Sementara Direktur Ekskutif Voxpol tidak mengeluarkan pernyataan apa-apa tentang keluarnya lembaganya dari Persepi, Peneliti Utama Indikator Politik Indonesia, Burhanuddin Muhtadi, menyatakan lembaganya siap buka-bukaan terkait survei Pilgub NTT.
"Sebagai anggota Persepi, kita terikat kode etik. Karenanya, kami siap buka-bukaan data, juga diperiksa oleh Dewan Etik Persepi," kata Burhanuddin di sela-sela rilis survei Pilkada Kabupaten Majalengka secara virtual, Kamis (7/11), sebagaimana dikutip dari "Voxpol Mundur dari Persepi, Takut Diperiksa soal Pilgub NTT?"
Indikator Politik Indonesia tidak keluar dari Persepi dan menyatakan bersedia diperiksa oleh Dewan Etik Persepi.

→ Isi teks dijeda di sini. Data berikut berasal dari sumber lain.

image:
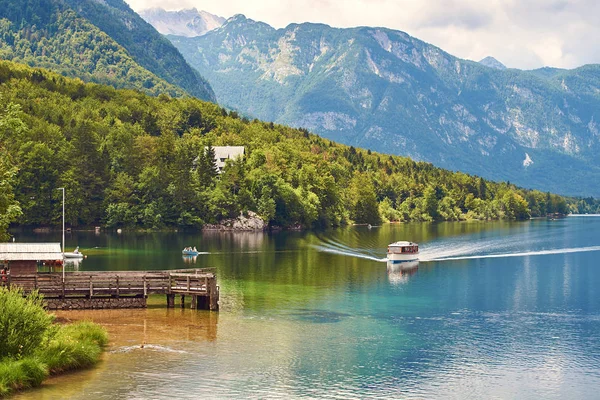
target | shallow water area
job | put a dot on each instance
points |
(494, 310)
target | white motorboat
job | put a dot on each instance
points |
(403, 253)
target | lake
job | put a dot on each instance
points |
(496, 310)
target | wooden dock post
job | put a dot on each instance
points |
(121, 289)
(170, 301)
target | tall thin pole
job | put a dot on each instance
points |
(63, 244)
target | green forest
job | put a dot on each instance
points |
(46, 33)
(131, 160)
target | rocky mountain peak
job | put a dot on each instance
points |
(492, 63)
(187, 22)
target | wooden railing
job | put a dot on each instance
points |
(115, 284)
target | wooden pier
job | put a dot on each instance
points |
(128, 289)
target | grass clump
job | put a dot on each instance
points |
(32, 346)
(74, 346)
(21, 374)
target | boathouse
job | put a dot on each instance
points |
(24, 258)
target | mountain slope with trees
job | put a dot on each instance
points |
(50, 34)
(130, 160)
(384, 90)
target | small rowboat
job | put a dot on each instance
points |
(74, 254)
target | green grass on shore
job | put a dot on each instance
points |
(32, 347)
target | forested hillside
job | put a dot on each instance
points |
(50, 34)
(130, 160)
(145, 45)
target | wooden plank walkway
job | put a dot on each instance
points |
(200, 284)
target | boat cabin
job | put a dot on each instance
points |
(403, 248)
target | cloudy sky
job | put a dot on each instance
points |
(520, 33)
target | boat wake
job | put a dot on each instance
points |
(341, 249)
(454, 251)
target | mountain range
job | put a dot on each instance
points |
(386, 91)
(98, 41)
(189, 23)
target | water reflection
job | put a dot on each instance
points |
(299, 322)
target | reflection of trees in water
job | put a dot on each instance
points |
(242, 240)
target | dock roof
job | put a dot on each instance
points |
(30, 251)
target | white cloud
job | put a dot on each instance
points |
(520, 33)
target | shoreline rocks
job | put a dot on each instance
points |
(249, 222)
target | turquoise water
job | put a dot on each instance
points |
(497, 310)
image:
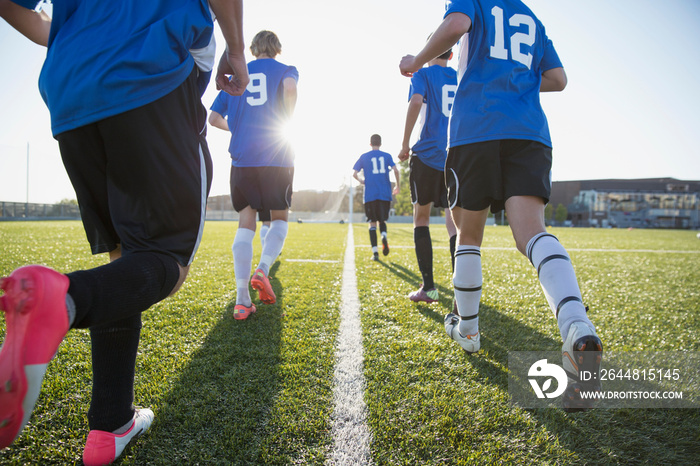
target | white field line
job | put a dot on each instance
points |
(350, 432)
(660, 251)
(315, 261)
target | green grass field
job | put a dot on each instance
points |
(260, 391)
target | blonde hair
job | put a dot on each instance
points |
(266, 43)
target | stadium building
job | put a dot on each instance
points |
(641, 203)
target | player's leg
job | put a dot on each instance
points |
(264, 217)
(373, 240)
(472, 175)
(452, 235)
(138, 186)
(424, 253)
(372, 217)
(526, 193)
(554, 268)
(277, 198)
(274, 241)
(467, 276)
(385, 239)
(242, 250)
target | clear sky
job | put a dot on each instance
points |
(631, 109)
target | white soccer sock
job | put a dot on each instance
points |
(242, 262)
(467, 282)
(274, 241)
(263, 232)
(558, 280)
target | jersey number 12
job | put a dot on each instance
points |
(498, 49)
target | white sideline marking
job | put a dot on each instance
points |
(501, 248)
(315, 261)
(350, 432)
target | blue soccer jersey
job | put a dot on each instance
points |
(256, 118)
(498, 95)
(105, 58)
(438, 85)
(376, 165)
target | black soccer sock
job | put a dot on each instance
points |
(424, 254)
(453, 248)
(373, 238)
(121, 289)
(114, 349)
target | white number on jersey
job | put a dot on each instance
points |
(378, 169)
(498, 49)
(258, 87)
(448, 98)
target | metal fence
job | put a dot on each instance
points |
(26, 211)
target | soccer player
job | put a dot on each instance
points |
(375, 166)
(430, 97)
(131, 134)
(500, 156)
(262, 164)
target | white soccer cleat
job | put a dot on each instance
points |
(582, 351)
(470, 343)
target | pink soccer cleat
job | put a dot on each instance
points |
(36, 322)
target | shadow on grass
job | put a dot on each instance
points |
(218, 409)
(597, 436)
(410, 276)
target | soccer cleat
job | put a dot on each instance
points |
(241, 312)
(36, 322)
(385, 246)
(262, 284)
(582, 351)
(470, 343)
(104, 447)
(428, 296)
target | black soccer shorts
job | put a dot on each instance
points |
(261, 188)
(142, 178)
(427, 184)
(488, 173)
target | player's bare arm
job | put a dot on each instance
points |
(217, 120)
(453, 27)
(397, 176)
(355, 175)
(34, 25)
(229, 14)
(289, 99)
(414, 107)
(553, 80)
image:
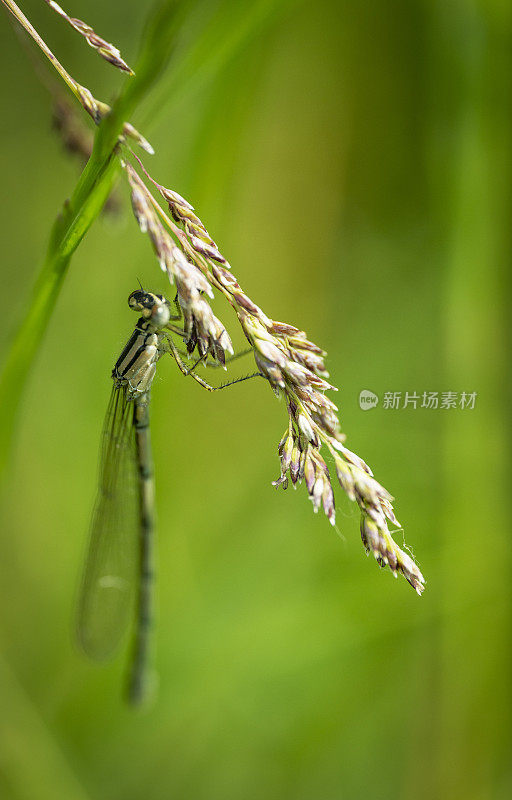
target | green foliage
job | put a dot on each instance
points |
(354, 168)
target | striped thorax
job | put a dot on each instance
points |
(136, 366)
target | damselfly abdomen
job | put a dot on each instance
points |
(118, 575)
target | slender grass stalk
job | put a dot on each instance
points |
(79, 212)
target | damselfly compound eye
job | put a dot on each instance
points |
(152, 306)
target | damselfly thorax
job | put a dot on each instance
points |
(136, 366)
(118, 575)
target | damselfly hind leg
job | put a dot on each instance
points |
(191, 370)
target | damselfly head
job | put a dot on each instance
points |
(153, 307)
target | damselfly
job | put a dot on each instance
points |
(118, 574)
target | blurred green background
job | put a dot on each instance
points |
(353, 163)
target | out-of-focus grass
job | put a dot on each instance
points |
(353, 164)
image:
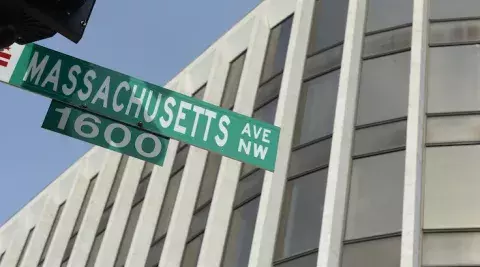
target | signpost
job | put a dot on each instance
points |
(106, 133)
(140, 104)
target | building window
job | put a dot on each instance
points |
(240, 235)
(277, 49)
(384, 14)
(375, 253)
(200, 93)
(379, 139)
(132, 221)
(453, 80)
(209, 179)
(25, 247)
(328, 26)
(316, 111)
(233, 81)
(447, 9)
(376, 196)
(192, 251)
(155, 253)
(451, 180)
(310, 157)
(117, 181)
(58, 215)
(79, 220)
(95, 249)
(164, 217)
(383, 92)
(267, 112)
(451, 249)
(242, 223)
(454, 32)
(168, 205)
(302, 214)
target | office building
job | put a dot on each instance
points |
(378, 165)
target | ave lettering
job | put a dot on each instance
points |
(259, 135)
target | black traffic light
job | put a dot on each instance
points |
(27, 21)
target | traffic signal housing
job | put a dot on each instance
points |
(27, 21)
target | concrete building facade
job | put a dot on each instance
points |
(379, 105)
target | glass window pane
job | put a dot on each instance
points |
(302, 214)
(268, 91)
(376, 253)
(25, 247)
(117, 180)
(443, 9)
(376, 196)
(141, 190)
(147, 169)
(277, 49)
(380, 138)
(199, 222)
(451, 193)
(68, 249)
(240, 236)
(200, 92)
(453, 129)
(317, 108)
(384, 14)
(168, 205)
(192, 251)
(389, 42)
(305, 261)
(454, 32)
(249, 187)
(383, 93)
(180, 159)
(128, 235)
(233, 81)
(267, 112)
(52, 231)
(328, 26)
(102, 225)
(154, 254)
(451, 249)
(209, 179)
(92, 258)
(84, 205)
(310, 157)
(246, 169)
(323, 62)
(453, 79)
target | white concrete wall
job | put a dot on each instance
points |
(250, 34)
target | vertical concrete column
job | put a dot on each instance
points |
(120, 212)
(152, 205)
(40, 235)
(93, 214)
(67, 220)
(330, 245)
(412, 195)
(192, 176)
(14, 249)
(226, 186)
(273, 185)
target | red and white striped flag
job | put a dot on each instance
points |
(5, 56)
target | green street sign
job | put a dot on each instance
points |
(138, 103)
(104, 132)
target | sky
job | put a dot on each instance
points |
(149, 39)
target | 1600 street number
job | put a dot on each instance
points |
(104, 132)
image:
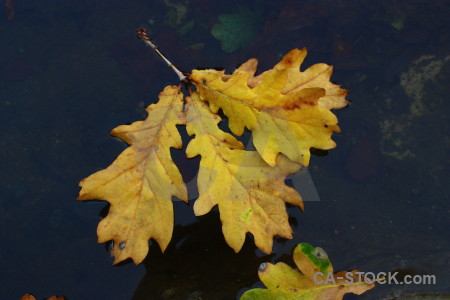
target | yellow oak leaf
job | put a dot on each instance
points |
(251, 195)
(286, 110)
(140, 183)
(315, 281)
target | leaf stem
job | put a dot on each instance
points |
(141, 33)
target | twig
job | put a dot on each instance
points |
(141, 33)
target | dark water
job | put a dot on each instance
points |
(70, 71)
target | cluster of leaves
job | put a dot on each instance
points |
(31, 297)
(315, 281)
(288, 112)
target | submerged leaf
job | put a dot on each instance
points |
(315, 280)
(140, 183)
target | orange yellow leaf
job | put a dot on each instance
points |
(287, 110)
(315, 280)
(251, 195)
(140, 183)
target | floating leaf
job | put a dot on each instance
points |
(140, 183)
(251, 195)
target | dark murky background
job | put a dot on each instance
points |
(70, 71)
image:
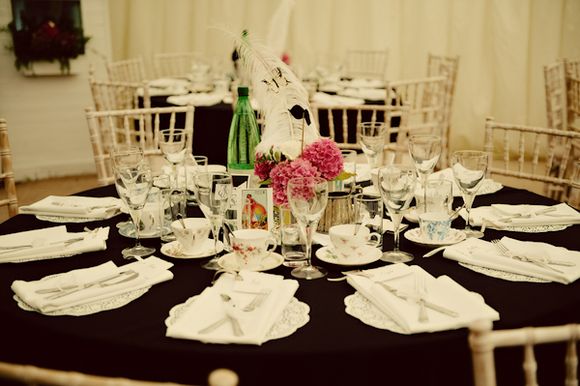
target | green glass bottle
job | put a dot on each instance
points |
(244, 134)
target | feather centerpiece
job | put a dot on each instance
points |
(282, 98)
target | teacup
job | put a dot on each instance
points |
(434, 226)
(193, 236)
(347, 239)
(251, 246)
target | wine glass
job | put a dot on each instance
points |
(214, 191)
(425, 151)
(372, 138)
(308, 197)
(133, 184)
(469, 168)
(397, 187)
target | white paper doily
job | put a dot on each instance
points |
(502, 274)
(294, 316)
(111, 303)
(365, 311)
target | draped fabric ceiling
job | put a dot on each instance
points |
(503, 44)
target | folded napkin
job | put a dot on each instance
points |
(402, 304)
(499, 216)
(74, 206)
(485, 254)
(324, 99)
(88, 285)
(197, 99)
(49, 243)
(371, 94)
(210, 308)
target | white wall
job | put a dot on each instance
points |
(47, 129)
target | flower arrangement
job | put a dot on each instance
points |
(47, 41)
(321, 158)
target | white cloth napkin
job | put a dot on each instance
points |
(74, 206)
(500, 216)
(441, 291)
(324, 99)
(197, 99)
(209, 308)
(49, 243)
(485, 254)
(142, 274)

Sementara itu, Voxpol tidak menyatakan berani diperiksa oleh Persepi, bahkan sudah keluar sebelum diperiksa oleh Persepi. Karena itu, wajar Voxpol dicurigai sebagai lembaga survei yang bermasalah. Kalau hasil surveinya dapat dipertanggungjawabkan, mengapa Voxpol keluar sebelum diperiksa oleh Dewan Etik Persepi?
Bagi publik Sumbar, hasil survei Voxpol tentang elektabilitas dan popularitas Mahyeldi-Vasko dan Epyardi Asda-Ekos Albar cukup aneh dan tidak masuk akal. Voxpol mengeluarkan hasil survei preferensi pemilih Sumbar melalui akun YouTubenya, Voxpol Center Official, Rabu (22/10/2024). Berdasarkan hasil survei itu, elektabilitas calon Gubernur dan Wakil Gubernur Mahyeldi-Vasko, sebanyak 70,3 persen, sedangkan elektabilitas calon Gubernur dan Wakil Gubernur Epyardi-Ekos sebanyak 16,8 persen, sementara persentase responden yang menjawab tidak tahu atau tidak menjawab sebanyak 13 persen. Hasil survei itu juga memperlihatkan popularitas kedua pasangan calon. Popularitas Mahyeldi 88,8 persen, Vasko 61,4 persen, Epyardi 51,1 persen, dan Ekos 36,9 persen.
Ada beberapa hal yang mencurigakan dari hasil survei itu. Pertama, popularitas Vasko lebih tinggi daripada Epyardi dan Ekos. Artinya, Vasko lebih dikenal oleh masyarakat Sumbar daripada Epyardi dan Ekos. Padahal, Vasko merupakan orang baru di Sumbar. Dia baru muncul di Sumbar menjelang Pileg 2024 sebagai caleg DPR dari dapil 1 Sumbar. Dia tidak lahir dan besar di Sumbar, juga tidak berkiprah di Sumbar. Dia lahir, besar, dan berkiprah di Jakarta. Orang tuanya saja yang dari Sumbar. Karena tidak cukup dikenal di Sumbar, dia tidak mendapatkan cukup suara untuk duduk di kursi DPR.